A conveyance of real property by a debtor is fraudulent where the transfer amounts to a preferential transfer in derogation of a creditor's rights because it lacks the indispensable element of good faith (Sullivan Sons v. Superior Dry Wall Sys. Corp., 109 A.D.2d 836).
Defendant Zweibach argues in her posttrial brief that some of the consideration received upon the conveyance was deposited in the corporate account. However, defendant Zweibach testified at trial that no corporate assets remained after the conveyance and no further evidence was adduced to support defendant's allegation. Where a creditor makes out a presumptive case the debtor is required to establish his good faith in making the conveyance (American Bulb Co. v. Spiwak, 156 Misc. 614, revd on other grounds 248 App. Div. 753, mot to resettle order denied 248 App. Div. 890, affd 275 N.Y. 477).
Furthermore, a voluntary dissolution of a corporation by its officers and directors without compliance with applicable provisions of the Stock Corporation Law and without the equal distribution of assets to creditors constitutes fraud, as a matter of law, on the part of those corporate officers (Beol, Inc. v. Dorf, 22 Misc.2d 798, affd 12 A.D.2d 459, rearg or lv. denied 12 A.D.2d 616, appeal dismissed 9 N.Y.2d 963).
Thus, the transfer of the sole corporate asset coupled with the voluntary dissolution of the corporation rendered the corporate defendant insolvent.
The discontinuance without prejudice of the County Court action did not estop plaintiff from reasserting its claim for the debt owed.
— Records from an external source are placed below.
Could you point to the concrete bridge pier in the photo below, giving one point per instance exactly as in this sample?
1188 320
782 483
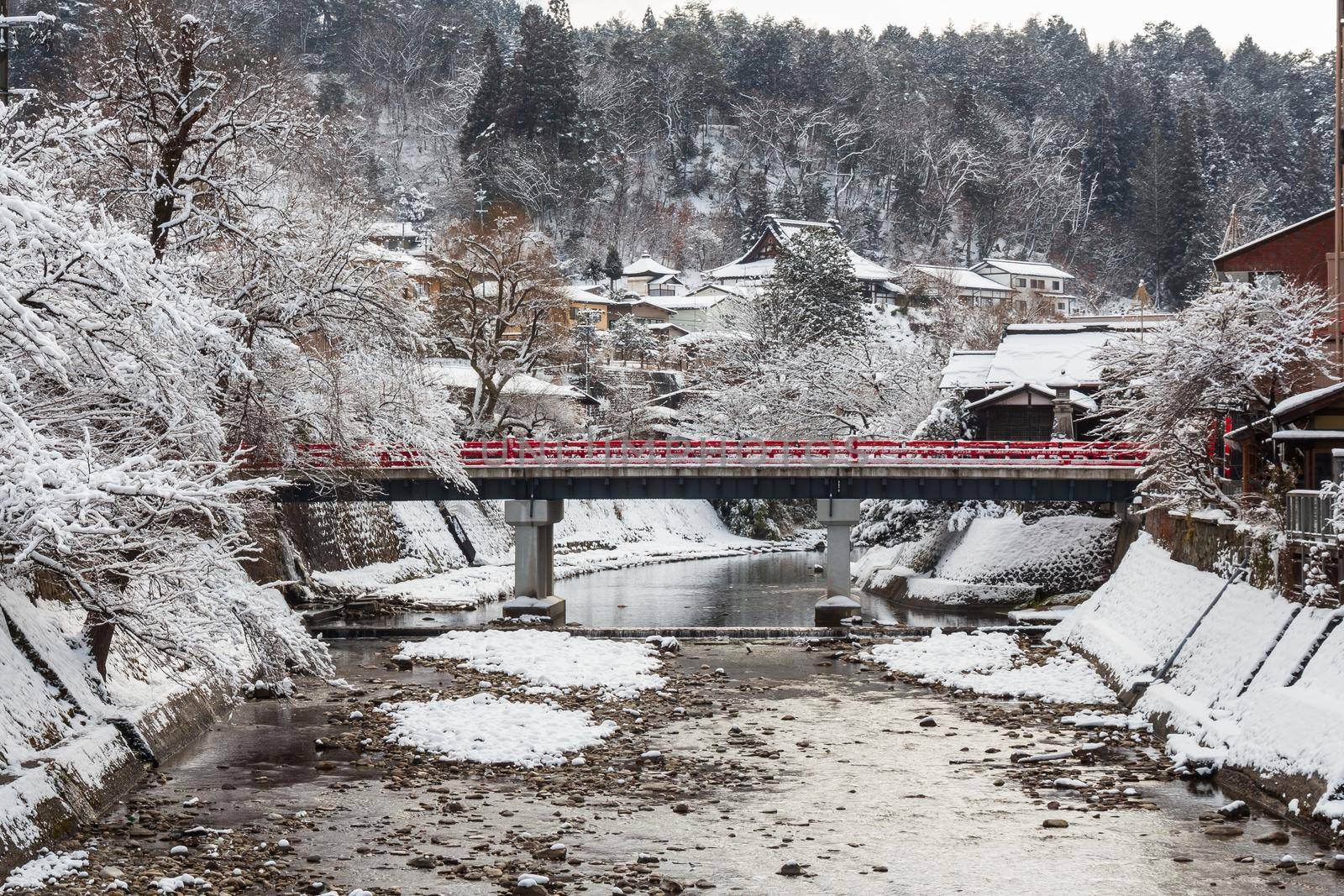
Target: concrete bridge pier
534 559
837 515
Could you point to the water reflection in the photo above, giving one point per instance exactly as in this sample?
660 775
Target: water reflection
770 590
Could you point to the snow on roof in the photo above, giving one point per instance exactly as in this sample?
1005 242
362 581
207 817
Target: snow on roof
961 278
407 264
739 291
1043 352
644 266
1292 405
786 228
1025 269
1269 237
967 369
456 375
759 269
1307 436
690 302
581 295
716 336
1074 396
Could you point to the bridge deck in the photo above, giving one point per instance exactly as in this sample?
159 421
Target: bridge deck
761 469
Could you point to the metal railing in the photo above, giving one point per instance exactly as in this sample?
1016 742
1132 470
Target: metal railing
1310 515
734 453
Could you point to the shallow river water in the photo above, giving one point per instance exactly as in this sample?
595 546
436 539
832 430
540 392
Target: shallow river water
873 805
761 590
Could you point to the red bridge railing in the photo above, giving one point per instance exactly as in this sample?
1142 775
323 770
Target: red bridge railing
710 453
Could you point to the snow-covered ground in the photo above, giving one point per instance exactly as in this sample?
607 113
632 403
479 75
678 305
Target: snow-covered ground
491 728
549 660
495 730
593 537
1231 694
57 745
994 560
45 868
995 664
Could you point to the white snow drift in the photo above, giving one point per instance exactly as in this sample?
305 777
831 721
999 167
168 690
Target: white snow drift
994 664
495 730
550 660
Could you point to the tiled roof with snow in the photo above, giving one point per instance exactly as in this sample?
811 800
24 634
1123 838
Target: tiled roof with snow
690 302
390 228
967 369
961 278
645 266
1290 406
864 269
1042 352
1025 269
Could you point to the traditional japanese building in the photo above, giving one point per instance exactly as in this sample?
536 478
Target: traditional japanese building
753 268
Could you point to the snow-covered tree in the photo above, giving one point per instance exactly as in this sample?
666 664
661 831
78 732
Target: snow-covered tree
812 296
501 309
632 340
118 473
1234 349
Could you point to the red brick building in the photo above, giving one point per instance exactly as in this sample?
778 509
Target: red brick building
1300 251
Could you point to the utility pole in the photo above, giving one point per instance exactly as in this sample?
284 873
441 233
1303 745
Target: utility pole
1339 183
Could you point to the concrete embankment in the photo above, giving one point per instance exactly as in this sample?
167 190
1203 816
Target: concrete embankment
1252 685
994 562
459 553
71 741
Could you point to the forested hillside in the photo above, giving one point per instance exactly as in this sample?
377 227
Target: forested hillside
675 134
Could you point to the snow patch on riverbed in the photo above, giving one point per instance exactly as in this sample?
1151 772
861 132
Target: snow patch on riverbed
995 664
495 730
45 868
550 660
591 537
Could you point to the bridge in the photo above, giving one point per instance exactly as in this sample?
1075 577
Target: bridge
535 476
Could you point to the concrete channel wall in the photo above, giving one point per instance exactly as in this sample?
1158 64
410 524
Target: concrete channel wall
71 743
1253 679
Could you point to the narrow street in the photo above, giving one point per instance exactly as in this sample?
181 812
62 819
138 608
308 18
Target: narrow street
717 782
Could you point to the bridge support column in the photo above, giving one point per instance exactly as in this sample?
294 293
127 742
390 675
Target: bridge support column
534 559
837 515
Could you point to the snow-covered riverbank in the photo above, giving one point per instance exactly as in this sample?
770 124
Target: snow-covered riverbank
1254 689
593 537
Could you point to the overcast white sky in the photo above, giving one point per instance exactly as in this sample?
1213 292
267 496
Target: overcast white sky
1278 24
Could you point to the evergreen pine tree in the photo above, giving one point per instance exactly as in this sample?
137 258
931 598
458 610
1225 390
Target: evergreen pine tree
613 268
542 82
1102 165
483 114
1187 250
812 296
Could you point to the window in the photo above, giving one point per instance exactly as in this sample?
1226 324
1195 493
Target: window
1019 422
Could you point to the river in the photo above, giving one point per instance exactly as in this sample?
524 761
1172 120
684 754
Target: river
759 590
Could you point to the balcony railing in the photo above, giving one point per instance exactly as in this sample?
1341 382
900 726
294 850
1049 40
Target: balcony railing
1310 516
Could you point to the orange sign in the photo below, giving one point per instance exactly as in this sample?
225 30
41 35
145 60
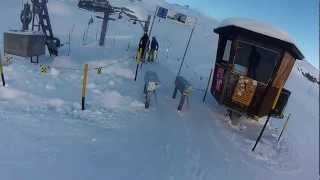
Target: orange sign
244 90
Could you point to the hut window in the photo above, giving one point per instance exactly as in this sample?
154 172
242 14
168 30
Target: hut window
256 62
227 50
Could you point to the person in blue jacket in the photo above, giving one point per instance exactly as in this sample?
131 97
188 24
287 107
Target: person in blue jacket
153 49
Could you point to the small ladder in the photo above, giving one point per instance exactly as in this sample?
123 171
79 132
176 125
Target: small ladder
41 15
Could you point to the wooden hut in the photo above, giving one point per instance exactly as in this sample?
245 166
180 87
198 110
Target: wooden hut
252 65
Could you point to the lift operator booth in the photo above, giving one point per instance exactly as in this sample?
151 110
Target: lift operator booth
253 63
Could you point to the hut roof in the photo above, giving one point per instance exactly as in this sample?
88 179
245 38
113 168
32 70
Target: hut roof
260 29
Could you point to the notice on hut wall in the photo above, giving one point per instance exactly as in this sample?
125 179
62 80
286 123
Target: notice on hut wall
244 90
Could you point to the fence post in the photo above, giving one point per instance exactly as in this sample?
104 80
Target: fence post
84 85
207 88
284 127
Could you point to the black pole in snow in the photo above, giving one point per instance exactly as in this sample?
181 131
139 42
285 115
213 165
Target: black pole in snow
205 94
284 127
261 133
135 76
186 50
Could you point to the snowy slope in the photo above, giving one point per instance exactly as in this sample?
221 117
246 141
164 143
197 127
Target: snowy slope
45 135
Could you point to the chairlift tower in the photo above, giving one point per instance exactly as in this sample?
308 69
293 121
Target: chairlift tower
103 6
41 21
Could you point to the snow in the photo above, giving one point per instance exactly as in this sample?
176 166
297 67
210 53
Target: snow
45 135
259 27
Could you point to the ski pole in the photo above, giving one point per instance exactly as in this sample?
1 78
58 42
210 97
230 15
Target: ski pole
135 76
84 85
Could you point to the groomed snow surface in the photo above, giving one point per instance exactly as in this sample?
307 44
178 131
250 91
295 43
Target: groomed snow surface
45 135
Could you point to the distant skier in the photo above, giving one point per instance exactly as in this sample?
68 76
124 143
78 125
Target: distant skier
153 49
143 44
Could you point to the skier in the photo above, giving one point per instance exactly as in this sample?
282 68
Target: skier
153 49
144 41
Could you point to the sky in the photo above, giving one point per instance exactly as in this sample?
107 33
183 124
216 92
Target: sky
299 18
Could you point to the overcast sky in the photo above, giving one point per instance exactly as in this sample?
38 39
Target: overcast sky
300 18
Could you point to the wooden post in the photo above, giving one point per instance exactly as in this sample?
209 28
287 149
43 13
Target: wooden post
84 85
261 133
181 103
284 127
205 94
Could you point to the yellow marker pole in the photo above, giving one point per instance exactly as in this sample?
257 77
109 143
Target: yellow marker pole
2 76
84 85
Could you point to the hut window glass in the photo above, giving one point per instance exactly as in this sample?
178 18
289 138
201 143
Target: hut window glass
227 50
256 62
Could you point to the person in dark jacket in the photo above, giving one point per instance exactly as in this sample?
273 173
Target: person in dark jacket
144 41
254 61
153 49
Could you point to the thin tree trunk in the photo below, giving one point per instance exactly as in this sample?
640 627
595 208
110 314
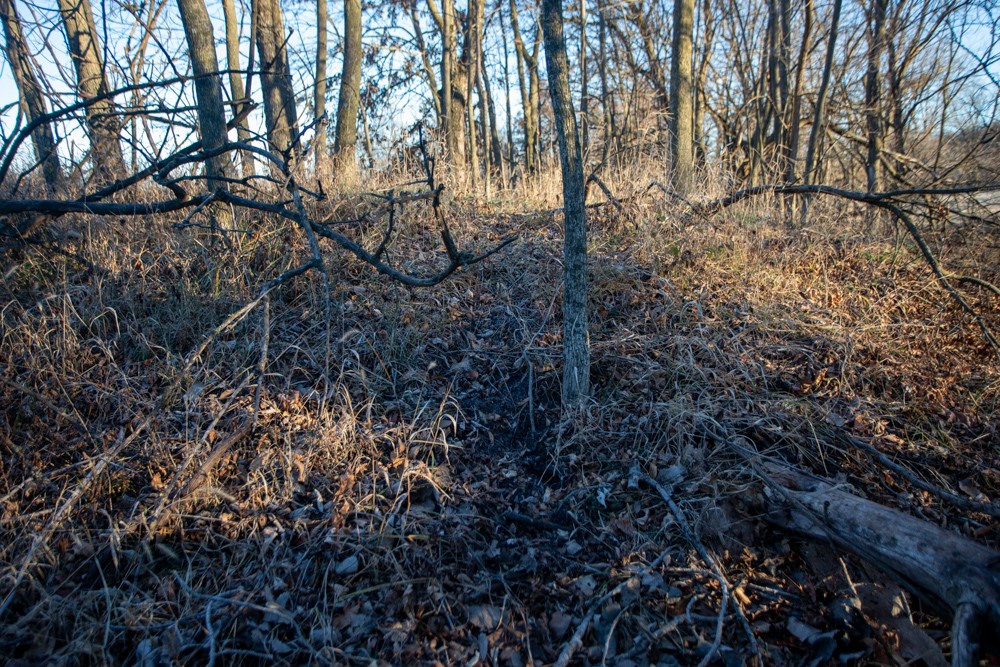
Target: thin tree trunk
236 83
818 131
319 96
276 79
576 343
607 103
208 89
102 127
447 69
506 85
418 33
819 115
794 124
873 112
700 96
346 161
584 96
680 98
529 90
472 46
30 92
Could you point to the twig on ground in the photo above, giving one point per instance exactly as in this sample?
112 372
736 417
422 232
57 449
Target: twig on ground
576 641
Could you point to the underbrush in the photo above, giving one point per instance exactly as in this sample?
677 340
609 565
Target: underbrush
382 472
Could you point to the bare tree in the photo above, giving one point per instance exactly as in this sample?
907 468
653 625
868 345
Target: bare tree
873 111
30 92
319 89
236 88
276 77
681 108
208 88
102 124
346 164
527 66
576 341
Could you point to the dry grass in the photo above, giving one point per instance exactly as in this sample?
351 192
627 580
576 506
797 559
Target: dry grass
410 492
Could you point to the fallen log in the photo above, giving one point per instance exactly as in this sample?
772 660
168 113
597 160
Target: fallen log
941 567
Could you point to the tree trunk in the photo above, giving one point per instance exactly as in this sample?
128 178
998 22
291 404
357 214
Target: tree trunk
472 41
30 92
794 123
236 83
346 159
102 126
873 111
576 343
319 91
607 103
529 90
276 78
208 89
680 98
496 150
940 566
819 115
447 70
701 81
584 97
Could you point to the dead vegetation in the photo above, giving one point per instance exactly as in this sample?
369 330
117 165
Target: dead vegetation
396 483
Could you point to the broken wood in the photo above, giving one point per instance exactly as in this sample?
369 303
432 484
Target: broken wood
939 566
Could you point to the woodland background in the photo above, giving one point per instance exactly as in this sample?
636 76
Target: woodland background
507 332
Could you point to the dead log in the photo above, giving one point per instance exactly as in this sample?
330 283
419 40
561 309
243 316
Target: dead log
941 567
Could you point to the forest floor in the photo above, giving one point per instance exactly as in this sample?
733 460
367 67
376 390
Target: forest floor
399 484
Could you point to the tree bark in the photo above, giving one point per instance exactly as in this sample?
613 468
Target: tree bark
794 123
208 89
472 40
584 95
236 88
576 343
346 159
276 78
680 98
102 126
30 92
873 111
819 115
939 566
319 91
529 90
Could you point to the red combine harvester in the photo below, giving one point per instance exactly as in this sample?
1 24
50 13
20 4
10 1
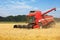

The discontinuance was without prejudice, a new action was promptly commenced and a judgment was entered. Debtor and Creditor Law § 278 does not require that a debt be reduced to a judgment prior to it being recognized as a debt. Clearly, the debt was the subject of litigation at the time of the conveyance and thereby constituted a contingent legal liability. Defendant's acts in conveying the property and dissolving the corporate defendant without giving notice to its creditors was a blatant attempt to deprive the plaintiff of a source of collection which will not be tolerated by this court.
Two additional facts are significant to the ultimate resolution of this matter. First, there was no evidence that defendant CMG had any knowledge at the time of the conveyance of the plaintiff's claim. Second, it appears that during the pendency of this action, and without notice to the court, defendant Zweibach sold her interest in the mortgage she received from CMG to a person not a party to this action.
These facts preclude this court from rendering any judgment against CMG and further persuade the court that it is inappropriate to order CMG to make payments to plaintiff. Such payments, if ordered would only serve to put CMG in default of the mortgage obligations to the assignee and the facts indicate that neither CMG nor the assignee committed or participated in any wrongdoing. Furthermore, the facts demonstrate that plaintiff already has a judgment against Mitlin and, therefore, a further judgment against Mitlin is inappropriate and otherwise meaningless in light of the prior dissolution of said corporation.
The fraudulent conveyance was orchestrated by and inured to the sole benefit of defendant Zweibach and she alone must bear the ultimate responsibility.
Therefore, and in accordance with the above, judgment is entered against defendant Zweibach in the amount of $8,682.72, plus costs and interest from May 16, 1985.
Judgment is entered for the defendant CMG Holding Corp. dismissing the complaint.